FIFTY years after Neil Armstrong, Buzz Aldrin, and Michael Collins blasted off for the moon, a new space race is on. It is one that may affect the future of humanity even more than its Cold War predecessor, both on earth and in the wider cosmos.
As anniversary celebrations get underway, NASA finds itself in the midst of a major shake-up – the result of the Trump administration’s pledge to return humans to the moon by what he hopes will be his final presidential year of 2024.
That would be well in advance of China’s stated intention of conducting its own manned landing in the 2030s, and it would be no surprise if the new US 2024 target prompts a similar shake-up in China’s space programme.
Under prime minister Narendra Modi – India this year aims to be the fourth nation to send an automated probe to the lunar surface.
The Chandrayaan 2 should have blasted off on Monday (15), but was postponed at the last moment for still unexplained technical reasons.
That setback serves as a reminder of just how difficult such programmes can be – but also, perhaps, the political pressures on them. That’s likely to be the case in the US if Trump wins a second term, with the president tearing up an Obama-era plan to land on an asteroid to prioritize the perhaps more easily grasped concept of the moon then Mars.
NASA last week demoted two of its longest-serving senior officials who had headed up manned exploration. In their place it appointed Ken Bowersox, a former astronaut who has also worked for Elon Musk’s SpaceX, to head the programme.

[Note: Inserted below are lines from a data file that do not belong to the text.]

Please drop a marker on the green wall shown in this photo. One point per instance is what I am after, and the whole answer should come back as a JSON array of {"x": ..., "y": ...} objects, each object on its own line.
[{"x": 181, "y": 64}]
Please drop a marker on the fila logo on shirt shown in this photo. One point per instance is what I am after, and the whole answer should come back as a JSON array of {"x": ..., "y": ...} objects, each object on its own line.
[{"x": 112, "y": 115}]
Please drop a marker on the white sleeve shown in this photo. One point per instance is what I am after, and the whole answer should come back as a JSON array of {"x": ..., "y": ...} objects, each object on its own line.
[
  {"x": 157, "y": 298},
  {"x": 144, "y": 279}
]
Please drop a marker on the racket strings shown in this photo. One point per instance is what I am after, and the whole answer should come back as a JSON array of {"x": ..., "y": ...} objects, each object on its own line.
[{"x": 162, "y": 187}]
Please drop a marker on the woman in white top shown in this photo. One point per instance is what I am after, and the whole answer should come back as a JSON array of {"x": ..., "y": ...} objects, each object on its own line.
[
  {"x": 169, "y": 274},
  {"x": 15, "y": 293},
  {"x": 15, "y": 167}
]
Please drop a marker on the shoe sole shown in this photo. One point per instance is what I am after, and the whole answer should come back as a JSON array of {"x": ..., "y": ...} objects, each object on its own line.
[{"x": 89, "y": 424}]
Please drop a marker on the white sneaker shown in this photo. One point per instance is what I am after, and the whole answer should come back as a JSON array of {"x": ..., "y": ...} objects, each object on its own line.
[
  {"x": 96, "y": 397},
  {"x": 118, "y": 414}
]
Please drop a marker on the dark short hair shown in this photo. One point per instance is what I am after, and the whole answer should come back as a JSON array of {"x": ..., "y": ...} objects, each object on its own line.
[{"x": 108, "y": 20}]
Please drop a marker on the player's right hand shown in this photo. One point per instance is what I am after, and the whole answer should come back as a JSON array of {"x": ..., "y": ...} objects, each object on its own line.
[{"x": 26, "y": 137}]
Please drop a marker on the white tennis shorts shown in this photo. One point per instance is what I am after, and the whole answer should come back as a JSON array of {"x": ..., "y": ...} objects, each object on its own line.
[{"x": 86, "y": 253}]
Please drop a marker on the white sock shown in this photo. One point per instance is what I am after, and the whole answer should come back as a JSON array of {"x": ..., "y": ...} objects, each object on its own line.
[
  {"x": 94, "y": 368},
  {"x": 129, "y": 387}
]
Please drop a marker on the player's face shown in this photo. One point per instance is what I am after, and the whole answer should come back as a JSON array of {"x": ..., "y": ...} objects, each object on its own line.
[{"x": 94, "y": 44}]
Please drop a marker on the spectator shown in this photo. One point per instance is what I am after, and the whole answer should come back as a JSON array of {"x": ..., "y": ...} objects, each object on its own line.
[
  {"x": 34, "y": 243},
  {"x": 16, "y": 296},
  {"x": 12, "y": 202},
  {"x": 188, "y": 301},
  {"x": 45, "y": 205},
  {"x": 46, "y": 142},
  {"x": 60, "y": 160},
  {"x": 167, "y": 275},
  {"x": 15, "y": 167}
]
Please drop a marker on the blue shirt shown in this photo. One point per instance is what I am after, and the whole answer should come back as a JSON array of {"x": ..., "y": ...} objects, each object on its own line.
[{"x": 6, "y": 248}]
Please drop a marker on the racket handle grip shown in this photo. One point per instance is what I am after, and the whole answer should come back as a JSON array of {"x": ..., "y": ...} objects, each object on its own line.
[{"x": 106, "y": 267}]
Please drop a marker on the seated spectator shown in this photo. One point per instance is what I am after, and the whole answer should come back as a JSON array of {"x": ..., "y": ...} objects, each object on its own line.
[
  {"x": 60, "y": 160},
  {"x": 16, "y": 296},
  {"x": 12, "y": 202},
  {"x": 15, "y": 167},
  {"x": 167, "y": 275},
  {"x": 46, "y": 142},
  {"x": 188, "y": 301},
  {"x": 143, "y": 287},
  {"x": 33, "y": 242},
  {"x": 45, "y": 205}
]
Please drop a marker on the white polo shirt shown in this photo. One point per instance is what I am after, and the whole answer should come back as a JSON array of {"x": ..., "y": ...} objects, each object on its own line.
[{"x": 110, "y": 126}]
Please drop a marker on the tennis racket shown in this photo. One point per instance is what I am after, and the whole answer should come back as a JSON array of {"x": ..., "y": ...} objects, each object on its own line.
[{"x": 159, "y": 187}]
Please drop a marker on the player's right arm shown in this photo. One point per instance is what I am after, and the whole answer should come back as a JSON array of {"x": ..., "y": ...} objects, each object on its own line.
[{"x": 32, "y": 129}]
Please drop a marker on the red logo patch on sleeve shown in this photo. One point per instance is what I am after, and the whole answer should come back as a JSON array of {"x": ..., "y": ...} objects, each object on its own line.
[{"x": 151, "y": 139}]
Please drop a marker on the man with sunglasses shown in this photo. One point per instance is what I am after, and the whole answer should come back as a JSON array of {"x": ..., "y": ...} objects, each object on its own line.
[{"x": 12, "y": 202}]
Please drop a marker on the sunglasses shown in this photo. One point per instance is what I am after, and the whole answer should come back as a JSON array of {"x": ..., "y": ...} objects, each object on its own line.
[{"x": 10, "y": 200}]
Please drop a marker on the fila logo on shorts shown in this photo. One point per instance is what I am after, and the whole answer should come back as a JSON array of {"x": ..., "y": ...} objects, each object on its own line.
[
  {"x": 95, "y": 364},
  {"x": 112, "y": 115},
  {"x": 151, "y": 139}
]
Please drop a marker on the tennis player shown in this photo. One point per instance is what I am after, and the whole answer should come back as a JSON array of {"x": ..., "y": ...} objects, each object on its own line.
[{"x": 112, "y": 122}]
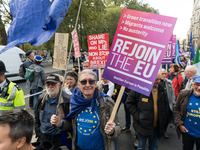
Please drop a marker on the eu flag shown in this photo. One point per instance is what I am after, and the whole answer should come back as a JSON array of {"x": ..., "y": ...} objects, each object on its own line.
[{"x": 35, "y": 21}]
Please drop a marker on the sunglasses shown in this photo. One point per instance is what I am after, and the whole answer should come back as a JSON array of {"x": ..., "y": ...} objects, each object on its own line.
[
  {"x": 84, "y": 82},
  {"x": 51, "y": 83}
]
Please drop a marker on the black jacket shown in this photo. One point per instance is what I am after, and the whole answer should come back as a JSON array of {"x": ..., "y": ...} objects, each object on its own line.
[
  {"x": 143, "y": 112},
  {"x": 63, "y": 106}
]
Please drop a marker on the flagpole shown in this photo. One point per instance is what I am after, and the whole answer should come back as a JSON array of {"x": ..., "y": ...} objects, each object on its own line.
[{"x": 68, "y": 58}]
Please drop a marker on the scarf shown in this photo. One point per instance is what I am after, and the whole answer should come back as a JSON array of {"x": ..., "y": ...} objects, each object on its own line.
[{"x": 78, "y": 103}]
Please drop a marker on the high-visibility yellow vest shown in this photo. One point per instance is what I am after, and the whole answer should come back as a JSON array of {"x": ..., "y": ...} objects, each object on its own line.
[{"x": 15, "y": 99}]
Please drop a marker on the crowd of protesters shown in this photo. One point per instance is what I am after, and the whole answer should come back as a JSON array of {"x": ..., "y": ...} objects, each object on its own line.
[{"x": 73, "y": 113}]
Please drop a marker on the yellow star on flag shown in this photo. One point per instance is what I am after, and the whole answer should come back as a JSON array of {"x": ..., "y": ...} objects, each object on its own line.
[{"x": 69, "y": 135}]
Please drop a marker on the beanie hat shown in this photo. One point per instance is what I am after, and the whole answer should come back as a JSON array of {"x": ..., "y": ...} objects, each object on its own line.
[
  {"x": 38, "y": 59},
  {"x": 182, "y": 64}
]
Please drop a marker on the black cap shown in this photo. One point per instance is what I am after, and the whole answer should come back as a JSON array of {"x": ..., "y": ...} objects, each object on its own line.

Trump would clearly revel in a moon landing in his final year in office – but the moon mission appears part of a wider political agenda, not least backed by vice president Mike Pence. His March speech argued NASA’s organization should change rather than its mission to get back to the moon by 2024 – when he may well be running for the White House himself.
As in India and China – which sent a probe to the dark side of the moon in January – space exploration is intrinsically tied to the political drives of those in charge.

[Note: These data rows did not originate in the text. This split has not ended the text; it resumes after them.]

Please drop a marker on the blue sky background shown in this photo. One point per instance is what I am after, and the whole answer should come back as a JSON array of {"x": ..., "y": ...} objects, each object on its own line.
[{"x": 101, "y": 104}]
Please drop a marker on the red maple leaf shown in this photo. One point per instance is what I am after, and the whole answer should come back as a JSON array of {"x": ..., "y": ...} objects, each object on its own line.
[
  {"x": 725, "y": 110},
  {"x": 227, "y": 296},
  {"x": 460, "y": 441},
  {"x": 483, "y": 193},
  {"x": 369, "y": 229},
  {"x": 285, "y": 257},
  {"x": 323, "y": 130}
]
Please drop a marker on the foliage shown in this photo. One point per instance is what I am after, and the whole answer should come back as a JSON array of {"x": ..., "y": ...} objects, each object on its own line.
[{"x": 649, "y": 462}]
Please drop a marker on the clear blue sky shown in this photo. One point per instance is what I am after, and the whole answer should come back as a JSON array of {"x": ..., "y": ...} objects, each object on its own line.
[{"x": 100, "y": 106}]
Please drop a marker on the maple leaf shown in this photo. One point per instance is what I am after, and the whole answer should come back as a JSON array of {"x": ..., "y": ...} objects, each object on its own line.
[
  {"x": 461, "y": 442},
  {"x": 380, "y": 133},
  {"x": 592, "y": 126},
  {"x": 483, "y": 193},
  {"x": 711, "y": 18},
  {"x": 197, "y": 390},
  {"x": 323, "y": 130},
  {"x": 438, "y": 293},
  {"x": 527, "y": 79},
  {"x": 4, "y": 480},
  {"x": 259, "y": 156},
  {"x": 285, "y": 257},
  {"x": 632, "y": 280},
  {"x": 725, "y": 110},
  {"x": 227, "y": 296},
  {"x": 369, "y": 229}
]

In Russia, the memory of Sputnik and Yuri Gagarin – the one point at which the country appeared ahead of the West in science and technology during the Cold War – is still a point of major national pride. So is the fact that Russian rockets kept putting US and European astronauts into orbit after the US space shuttle programme ended.
The mere fact NASA can bring in space experts from the private sector shows how things have changed. The largest rocket currently launching satellites into orbit, the Falcon Heavy, is owned, designed and operated by Musk’s firm.

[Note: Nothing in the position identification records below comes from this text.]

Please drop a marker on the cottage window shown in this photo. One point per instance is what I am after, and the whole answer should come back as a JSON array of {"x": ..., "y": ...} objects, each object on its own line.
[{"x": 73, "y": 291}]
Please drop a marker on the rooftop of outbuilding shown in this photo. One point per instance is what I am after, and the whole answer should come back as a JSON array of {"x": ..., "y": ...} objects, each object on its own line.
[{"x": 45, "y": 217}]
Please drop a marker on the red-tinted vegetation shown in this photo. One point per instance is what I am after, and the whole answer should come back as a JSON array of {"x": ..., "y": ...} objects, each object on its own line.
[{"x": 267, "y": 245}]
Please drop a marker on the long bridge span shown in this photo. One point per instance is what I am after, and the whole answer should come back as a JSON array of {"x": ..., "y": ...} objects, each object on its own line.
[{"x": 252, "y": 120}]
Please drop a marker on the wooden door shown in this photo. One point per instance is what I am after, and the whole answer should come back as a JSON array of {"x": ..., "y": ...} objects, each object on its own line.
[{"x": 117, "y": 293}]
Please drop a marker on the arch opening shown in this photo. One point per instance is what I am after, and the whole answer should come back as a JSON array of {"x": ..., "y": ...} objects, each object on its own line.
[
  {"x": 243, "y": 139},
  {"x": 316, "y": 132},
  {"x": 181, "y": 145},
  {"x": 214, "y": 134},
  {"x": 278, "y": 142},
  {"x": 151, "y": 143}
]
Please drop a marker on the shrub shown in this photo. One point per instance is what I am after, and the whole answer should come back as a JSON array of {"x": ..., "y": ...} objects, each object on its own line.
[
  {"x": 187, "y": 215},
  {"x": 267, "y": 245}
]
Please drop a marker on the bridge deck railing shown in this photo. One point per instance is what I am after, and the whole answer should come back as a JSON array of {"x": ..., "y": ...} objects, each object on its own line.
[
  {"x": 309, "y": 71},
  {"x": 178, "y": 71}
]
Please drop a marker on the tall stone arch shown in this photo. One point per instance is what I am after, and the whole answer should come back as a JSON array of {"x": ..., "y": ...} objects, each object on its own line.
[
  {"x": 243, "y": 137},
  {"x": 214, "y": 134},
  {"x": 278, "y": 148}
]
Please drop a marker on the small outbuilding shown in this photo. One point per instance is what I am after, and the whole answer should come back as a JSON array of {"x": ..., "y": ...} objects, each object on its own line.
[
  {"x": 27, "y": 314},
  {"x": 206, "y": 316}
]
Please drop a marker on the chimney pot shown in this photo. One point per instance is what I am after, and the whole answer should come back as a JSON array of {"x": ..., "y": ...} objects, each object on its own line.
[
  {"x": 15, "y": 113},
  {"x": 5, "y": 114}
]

A growing number of space projects in the US and beyond are now heavily collaborative, if not entirely private. When and if humanity reaches Mars with people, it may well be a commercial as much as a government venture.
The stakes are very high. When the last batch of US astronauts left the lunar surface in the 1972, less than three and a half years after Apollo 11, there was a feeling NASA had exhausted all the immediately useful activities it could conduct.
Apollo missions had tested a moon buggy, even hit a golf ball. The technology to take things further, however, simply wasn’t there.
In the decades that followed, the US space programme chose to concentrate on reusable space shuttles, deep space probes and telescopes, and lower earth orbit activities such as the International Space Station.
That, together with other new technology and better survey work of the moon and Mars, make today’s space race very different. Nations are heading back to the moon because they wish to ultimately stay there.
Signs of water on the moon from recent Chinese, Indian and US probes are a game-changer. That being used to support colonists, and also broken down into oxygen and hydrogen for fuel.
It would give whoever gets a foothold on the moon a considerable advantage in exploiting both its resources and those of the rest of space. The most efficient way of doing that would be through cooperation – one reason the European Space Agency suggests an international ‘Moon Village’.
Cooperation, however, does not necessarily drive speed as much as competition – and in the current febrile global climate, it’s no surprise this has become another field of international rivalry.
It also comes at the same time as the wider militarization of space, evidenced by Trump’s planned “space force” and an apparent Indian anti-satellite weapons test earlier this year.
When they left the moon, Armstrong and Aldrin left behind a plaque reading: “we came in peace for all mankind.” We must hope the next men and women there feel the same way.
Peter Apps is a writer on international affairs, localisation, conflict and other issues.